11:15p EDT Tuesday, October 10, 2000

Dear Friend of GATA and Gold:

Members of GATA and www.LeMetropoleCafe.com in Germany
report that the television network that broadcasts
financial news there, NTV, interviewed in prime time
tonight a financial analyst who seems to have laid
out GATA's case for gold and explained the manipulation
of the gold market.

Below are the accounts we received. Thanks so much to
them for their quick correspondence.

I have to believe that GATA and its Gold Derivatives
Banking Crisis report have had something to do with
this, as I believe they figured in the recent articles
in the Frankfurter Allgemeine.

We're making progress. Some very big people and
institutions ARE watching what we're doing and ARE
acting on it. So let's keep at it and follow Churchill's
rule: Never despair.

CHRIS POWELL, Secretary/Treasurer
Gold Anti-Trust Action Committee Inc.

* * *

You will be delighted by the following very much.

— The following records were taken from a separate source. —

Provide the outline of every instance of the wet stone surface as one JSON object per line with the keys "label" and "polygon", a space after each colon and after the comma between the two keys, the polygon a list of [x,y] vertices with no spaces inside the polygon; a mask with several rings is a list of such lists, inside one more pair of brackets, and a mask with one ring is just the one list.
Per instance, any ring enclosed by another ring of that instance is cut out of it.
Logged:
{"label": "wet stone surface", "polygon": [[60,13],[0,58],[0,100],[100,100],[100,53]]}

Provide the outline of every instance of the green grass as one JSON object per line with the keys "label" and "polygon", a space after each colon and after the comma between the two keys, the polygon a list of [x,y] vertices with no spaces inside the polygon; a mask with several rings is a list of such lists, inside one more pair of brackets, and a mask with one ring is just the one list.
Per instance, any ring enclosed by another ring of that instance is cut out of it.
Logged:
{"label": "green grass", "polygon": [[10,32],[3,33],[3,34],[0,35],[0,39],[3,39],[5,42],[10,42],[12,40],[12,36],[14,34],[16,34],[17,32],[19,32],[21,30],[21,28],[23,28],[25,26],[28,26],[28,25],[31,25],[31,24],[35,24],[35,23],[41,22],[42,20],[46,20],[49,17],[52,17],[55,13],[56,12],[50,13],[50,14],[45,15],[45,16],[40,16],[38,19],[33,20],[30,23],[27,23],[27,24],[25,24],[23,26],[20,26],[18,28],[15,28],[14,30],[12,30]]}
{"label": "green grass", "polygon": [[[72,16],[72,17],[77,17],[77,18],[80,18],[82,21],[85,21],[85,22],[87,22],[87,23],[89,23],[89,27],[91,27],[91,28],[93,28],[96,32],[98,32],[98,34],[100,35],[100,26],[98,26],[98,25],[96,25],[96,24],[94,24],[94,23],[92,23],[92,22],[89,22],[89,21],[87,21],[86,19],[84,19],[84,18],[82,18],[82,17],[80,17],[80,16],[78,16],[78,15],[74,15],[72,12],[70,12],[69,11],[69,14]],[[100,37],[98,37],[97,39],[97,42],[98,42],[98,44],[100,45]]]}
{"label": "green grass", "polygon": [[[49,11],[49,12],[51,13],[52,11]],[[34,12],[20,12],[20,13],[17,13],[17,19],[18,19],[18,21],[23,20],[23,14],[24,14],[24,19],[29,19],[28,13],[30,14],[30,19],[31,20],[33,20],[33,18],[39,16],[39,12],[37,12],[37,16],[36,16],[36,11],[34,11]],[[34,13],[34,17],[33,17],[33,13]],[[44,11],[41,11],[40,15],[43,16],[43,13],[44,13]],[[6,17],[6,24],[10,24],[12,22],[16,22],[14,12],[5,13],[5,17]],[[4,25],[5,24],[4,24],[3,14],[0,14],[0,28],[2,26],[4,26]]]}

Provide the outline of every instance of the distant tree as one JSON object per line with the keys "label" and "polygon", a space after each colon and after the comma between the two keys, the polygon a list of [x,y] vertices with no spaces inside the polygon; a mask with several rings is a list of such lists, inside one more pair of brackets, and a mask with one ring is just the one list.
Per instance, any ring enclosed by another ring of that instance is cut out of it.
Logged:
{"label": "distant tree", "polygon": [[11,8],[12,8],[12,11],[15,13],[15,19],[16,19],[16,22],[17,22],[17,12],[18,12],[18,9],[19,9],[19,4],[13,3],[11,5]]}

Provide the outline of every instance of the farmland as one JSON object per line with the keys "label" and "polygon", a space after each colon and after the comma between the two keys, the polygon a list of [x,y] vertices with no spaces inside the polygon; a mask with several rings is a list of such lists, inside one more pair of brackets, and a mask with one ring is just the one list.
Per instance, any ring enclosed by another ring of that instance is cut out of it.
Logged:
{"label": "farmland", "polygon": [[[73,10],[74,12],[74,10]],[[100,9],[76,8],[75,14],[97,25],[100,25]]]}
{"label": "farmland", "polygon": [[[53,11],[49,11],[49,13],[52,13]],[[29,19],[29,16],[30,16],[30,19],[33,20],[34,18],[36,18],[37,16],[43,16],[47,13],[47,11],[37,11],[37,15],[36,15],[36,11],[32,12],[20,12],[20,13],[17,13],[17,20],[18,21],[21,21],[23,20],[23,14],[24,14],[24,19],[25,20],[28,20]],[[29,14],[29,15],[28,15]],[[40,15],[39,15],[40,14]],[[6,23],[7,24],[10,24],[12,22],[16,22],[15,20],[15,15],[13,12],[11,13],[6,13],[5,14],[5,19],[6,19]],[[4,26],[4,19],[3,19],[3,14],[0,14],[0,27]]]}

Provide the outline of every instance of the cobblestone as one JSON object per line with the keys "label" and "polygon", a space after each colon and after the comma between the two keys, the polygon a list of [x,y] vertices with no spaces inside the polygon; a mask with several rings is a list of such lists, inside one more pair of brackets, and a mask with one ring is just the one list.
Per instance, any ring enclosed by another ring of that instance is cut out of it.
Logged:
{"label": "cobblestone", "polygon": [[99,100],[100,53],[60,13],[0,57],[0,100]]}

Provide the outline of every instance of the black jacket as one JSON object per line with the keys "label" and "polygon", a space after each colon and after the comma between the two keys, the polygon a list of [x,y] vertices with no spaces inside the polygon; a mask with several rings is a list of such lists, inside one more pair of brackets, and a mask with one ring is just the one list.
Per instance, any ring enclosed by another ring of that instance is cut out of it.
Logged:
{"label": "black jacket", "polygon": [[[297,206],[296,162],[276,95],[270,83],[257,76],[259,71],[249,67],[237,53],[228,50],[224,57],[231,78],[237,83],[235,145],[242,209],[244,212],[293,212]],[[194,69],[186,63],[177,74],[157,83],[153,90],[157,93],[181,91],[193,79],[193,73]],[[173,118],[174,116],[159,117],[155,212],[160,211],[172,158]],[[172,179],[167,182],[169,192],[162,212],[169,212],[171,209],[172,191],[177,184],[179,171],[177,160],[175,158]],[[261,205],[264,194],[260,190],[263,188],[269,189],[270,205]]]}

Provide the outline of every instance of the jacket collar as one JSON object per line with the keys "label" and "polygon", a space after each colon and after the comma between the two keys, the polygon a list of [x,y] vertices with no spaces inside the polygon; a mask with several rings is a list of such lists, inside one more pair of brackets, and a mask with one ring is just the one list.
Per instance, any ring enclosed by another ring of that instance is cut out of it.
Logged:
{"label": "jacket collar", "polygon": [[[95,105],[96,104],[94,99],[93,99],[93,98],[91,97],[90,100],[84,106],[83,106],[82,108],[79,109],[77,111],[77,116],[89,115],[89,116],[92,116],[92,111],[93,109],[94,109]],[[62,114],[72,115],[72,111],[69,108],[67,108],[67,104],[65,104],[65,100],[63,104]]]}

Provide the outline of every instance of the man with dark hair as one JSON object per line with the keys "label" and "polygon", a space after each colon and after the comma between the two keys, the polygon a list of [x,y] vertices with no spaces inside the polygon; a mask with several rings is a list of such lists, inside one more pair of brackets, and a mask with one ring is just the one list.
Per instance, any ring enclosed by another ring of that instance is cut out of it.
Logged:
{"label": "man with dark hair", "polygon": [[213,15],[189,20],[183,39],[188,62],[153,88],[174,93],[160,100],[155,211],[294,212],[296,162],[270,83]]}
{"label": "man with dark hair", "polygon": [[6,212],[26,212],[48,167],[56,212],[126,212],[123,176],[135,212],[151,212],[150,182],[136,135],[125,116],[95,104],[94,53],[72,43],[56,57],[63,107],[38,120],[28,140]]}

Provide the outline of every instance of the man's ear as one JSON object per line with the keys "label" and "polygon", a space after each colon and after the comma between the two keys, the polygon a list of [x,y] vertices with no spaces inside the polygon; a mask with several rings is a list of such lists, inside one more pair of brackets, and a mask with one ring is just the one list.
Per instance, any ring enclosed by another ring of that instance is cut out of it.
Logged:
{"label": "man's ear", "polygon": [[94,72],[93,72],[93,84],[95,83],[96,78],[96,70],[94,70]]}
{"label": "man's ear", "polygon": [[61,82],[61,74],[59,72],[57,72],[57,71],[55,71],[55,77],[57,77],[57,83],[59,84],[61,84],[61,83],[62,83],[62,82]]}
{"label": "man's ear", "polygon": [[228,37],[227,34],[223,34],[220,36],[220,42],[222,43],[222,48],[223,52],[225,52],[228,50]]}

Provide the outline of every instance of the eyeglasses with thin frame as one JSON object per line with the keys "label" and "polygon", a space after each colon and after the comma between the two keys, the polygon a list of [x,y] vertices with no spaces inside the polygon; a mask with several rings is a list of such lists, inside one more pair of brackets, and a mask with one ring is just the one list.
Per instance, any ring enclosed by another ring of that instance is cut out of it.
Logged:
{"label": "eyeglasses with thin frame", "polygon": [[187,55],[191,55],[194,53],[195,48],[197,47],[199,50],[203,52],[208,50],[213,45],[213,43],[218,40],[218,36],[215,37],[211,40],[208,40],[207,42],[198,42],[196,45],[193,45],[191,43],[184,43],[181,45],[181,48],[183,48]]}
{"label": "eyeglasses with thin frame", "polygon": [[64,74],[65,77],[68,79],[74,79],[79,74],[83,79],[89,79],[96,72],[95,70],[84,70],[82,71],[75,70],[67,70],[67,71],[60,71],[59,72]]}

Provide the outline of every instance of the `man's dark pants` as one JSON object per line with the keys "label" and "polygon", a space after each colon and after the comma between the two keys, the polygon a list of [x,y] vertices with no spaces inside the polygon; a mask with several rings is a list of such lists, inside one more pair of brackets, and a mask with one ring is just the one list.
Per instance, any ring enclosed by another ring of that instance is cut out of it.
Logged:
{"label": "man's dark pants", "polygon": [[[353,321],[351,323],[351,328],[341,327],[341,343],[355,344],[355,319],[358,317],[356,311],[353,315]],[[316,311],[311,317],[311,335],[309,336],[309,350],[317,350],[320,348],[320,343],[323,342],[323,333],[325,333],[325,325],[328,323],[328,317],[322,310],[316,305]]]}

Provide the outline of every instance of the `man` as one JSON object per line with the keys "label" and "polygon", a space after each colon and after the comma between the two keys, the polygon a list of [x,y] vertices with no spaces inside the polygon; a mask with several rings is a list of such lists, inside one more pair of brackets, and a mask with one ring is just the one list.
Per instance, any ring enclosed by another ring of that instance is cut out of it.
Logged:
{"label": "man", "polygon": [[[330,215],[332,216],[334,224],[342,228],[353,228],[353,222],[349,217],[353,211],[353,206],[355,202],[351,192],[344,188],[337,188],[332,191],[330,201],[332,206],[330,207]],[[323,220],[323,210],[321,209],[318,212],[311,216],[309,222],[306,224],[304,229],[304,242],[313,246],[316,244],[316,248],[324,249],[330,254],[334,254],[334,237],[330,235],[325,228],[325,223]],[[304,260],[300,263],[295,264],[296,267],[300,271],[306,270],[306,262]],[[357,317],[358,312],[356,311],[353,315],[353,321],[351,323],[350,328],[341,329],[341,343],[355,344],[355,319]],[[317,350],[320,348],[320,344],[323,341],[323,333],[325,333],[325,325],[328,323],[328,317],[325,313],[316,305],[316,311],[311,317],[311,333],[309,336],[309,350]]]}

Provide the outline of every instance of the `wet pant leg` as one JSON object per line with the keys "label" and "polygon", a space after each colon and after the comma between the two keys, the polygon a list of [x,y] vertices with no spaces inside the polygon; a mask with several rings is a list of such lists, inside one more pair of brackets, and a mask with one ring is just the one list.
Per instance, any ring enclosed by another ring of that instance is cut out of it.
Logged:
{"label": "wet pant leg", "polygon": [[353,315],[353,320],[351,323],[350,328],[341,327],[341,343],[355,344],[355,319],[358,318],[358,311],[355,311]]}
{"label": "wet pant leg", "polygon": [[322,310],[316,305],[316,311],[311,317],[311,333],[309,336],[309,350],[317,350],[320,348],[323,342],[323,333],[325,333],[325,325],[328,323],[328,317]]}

Today there was a five-minute interview with Martin
Siegel on German television (NTV -- it's the German
version of CNBC) at prime time about gold market
manipulation.

All relevant details were mentioned by him in these few
minutes. He explained:

* Huge short positions.

* Investment banks like Deutsche Bank and Goldman
Sachs, as well as several central banks, that are
involved via leasing, selling, and pushing down the
price of gold.

* Finally, when central banks have lost all their
gold, gold will move up explosively, probably
earlier, because of changes like the Washington
Agreement.

This should change a lot in German investment
behavior!

Ralph Kutza

* * *

Germany's NTV channel ran an interview with Martin
Siegel tonight right after the NYSE closing bell
report. NTV is the German version of CNBC. The
interview was broadcast at around 10:30 p.m. CET --
prime time, considering the attention still given to
the American stock markets by German investors. The
interview was titled quot;Gold -- A Manipulated Market?quot;

Mr. Siegel did a magnificent job in getting two points
across:

A: Gold is not dead but is a valid investment and this
year, for investors in the euro currency zone, has been
more profitable than investments like NASDAQ stocks.

B: Gold is manipulated by a bank pool, and politically
as well. The inevitable collapse of the carry trade
will result in an explosive surge in the price of gold.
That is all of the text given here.